Initialement présentée en 2024 lors de Danse Élargie sous une forme ramassée d’à peine dix minutes, Dança Frágil de Renato Cruz nous revient dans une version étoffée de cinquante minutes. Cette version longue était à l’affiche du Carreau du Temple et s’apprête à être jouée aux Rencontres chorégraphiques internationales de Seine-Saint-Denis. Notons que cette programmation prend également toute sa place dans le cadre de l’année France-Brésil.

Ensemble, mais séparemment.

Dança Frágil de Renato Cruz, compagnie Hibrída
Dança Frágil – Companhia Híbrida – Renato Cruz © Carol Pires

Dès l’ouverture, une musique au rythme marqué, caractérisée par une boucle sonore répétitive qui perdurera tout au long de la représentation et même après le départ des artistes, installe l’ambiance. Sur scène, cinq interprètes (quatre hommes et une femme) occupent cinq couloirs distincts. Naviguant entre le fond de scène et l’avant-scène au sein de ces travées parallèles, ils déploient à l’unisson une danse énergique, puisant son vocabulaire dans les danses urbaines telles que le hip-hop, le voguing et le waacking, avec des accents manifestes de gestuelles popularisées par les réseaux sociaux comme TikTok.

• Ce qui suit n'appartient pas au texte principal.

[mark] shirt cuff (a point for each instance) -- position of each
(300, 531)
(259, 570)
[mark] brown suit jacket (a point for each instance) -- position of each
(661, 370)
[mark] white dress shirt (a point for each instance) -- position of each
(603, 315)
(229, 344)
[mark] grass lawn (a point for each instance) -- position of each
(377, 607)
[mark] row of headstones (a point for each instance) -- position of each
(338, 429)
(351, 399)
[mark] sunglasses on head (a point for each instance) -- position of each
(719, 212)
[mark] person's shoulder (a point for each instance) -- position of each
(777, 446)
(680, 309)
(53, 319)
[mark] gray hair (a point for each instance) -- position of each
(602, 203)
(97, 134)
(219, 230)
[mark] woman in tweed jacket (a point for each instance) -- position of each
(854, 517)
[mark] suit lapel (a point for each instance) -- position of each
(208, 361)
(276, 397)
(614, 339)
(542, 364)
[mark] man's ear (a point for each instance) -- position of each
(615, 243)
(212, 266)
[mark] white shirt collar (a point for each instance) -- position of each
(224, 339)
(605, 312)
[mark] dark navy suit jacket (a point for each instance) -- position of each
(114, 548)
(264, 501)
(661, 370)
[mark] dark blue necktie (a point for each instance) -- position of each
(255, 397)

L’organisation spatiale de Dança Frágil est un élément clé : bien que la chorégraphie soit exécutée à l’unisson et que les allers-retours se répètent, le positionnement décalé des danseurs sur la largeur du plateau engendre une dynamique de variations visuelles constantes, sans altérer la séquence de mouvements elle-même. Les éclairages, passant d’un danseur à l’autre, contribuent également à rompre une éventuelle monotonie inhérente à ce dispositif scénique rigoureux.

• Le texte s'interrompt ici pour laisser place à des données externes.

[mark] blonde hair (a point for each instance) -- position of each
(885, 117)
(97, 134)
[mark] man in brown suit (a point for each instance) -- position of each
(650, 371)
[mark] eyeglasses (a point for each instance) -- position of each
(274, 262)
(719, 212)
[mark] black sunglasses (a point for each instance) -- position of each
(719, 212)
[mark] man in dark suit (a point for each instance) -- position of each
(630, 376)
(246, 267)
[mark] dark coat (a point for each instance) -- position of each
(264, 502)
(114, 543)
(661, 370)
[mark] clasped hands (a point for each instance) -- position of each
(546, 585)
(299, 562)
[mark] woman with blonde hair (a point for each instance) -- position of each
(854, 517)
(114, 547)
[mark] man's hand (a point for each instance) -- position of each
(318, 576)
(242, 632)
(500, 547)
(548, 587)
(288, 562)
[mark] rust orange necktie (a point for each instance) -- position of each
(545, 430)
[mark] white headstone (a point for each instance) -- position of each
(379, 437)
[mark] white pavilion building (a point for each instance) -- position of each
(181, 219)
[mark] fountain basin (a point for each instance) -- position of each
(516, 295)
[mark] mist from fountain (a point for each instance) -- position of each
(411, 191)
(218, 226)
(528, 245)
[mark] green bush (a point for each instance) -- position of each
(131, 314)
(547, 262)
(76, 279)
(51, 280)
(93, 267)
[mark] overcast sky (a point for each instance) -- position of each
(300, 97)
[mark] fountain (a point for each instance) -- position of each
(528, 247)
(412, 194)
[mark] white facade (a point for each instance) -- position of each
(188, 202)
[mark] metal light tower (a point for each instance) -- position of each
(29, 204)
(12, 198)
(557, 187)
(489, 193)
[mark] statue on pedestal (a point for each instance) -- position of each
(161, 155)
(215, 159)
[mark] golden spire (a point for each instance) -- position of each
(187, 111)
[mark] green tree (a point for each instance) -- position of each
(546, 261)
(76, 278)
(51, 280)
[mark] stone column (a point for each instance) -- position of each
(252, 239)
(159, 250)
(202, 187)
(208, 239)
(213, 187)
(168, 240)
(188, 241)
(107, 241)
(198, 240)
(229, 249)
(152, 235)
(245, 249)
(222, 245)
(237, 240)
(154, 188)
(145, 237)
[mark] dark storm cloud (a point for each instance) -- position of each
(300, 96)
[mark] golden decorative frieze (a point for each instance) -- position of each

Une monotonie contrebalancée par la pluralité des corps des interprètes, qu’il s’agisse de la couleur de peau des interprètes, du genre, des morphologies, des ‘qualités athlétiques’. Les costumes soulignent et jouent aussi cette mise en avant d’une certaine diversité esthétique, d’une présentation de soi influencée par les codes des réseaux sociaux.

Dança Frágil de Renato Cruz : une exploration des corps à l’ère numérique.

Progressivement, cette danse initialement en boucle semble s’éroder, se réduisant principalement à une succession de postures, certaines suggestives, voire lascives, où les interprètes mettent en avant ostensiblement des parties spécifiques de leur anatomie. La danse, si elle subsiste, se limite alors à ces « arrêts sur image » d’un corps fragmenté et fétichisé, où l’attention est dirigée sur des éléments isolés : fessiers, torses, musculature. Cette fétichisation d’un corps n’est d’ailleurs pas sans rappeler l’important recours à la chirurgie esthétique au Brésil, mais là n’est sans doute pas le réel propos de Renato Cruz.

Au-delà, ce sont manifestement les poses stéréotypées, diffusées en masse sur les réseaux sociaux, qui sont ici mimées et reproduites. Les réactions enthousiastes d’un public, vraisemblablement familier de ces plateformes, paraissent d’ailleurs le confirmer. Bien que Renato Cruz semble vouloir interroger, voire critiquer, cette standardisation et uniformisation des corps et la réduction de la danse à sa dimension la plus superficielle – soulevant la question du devenir du danseur et de la substance artistique de son art –, il n’est pas certain que le public, qui se réjouit bruyamment de ces poses stéréotypées, soit pleinement réceptif à ce questionnement.

Corps contraints, soumis…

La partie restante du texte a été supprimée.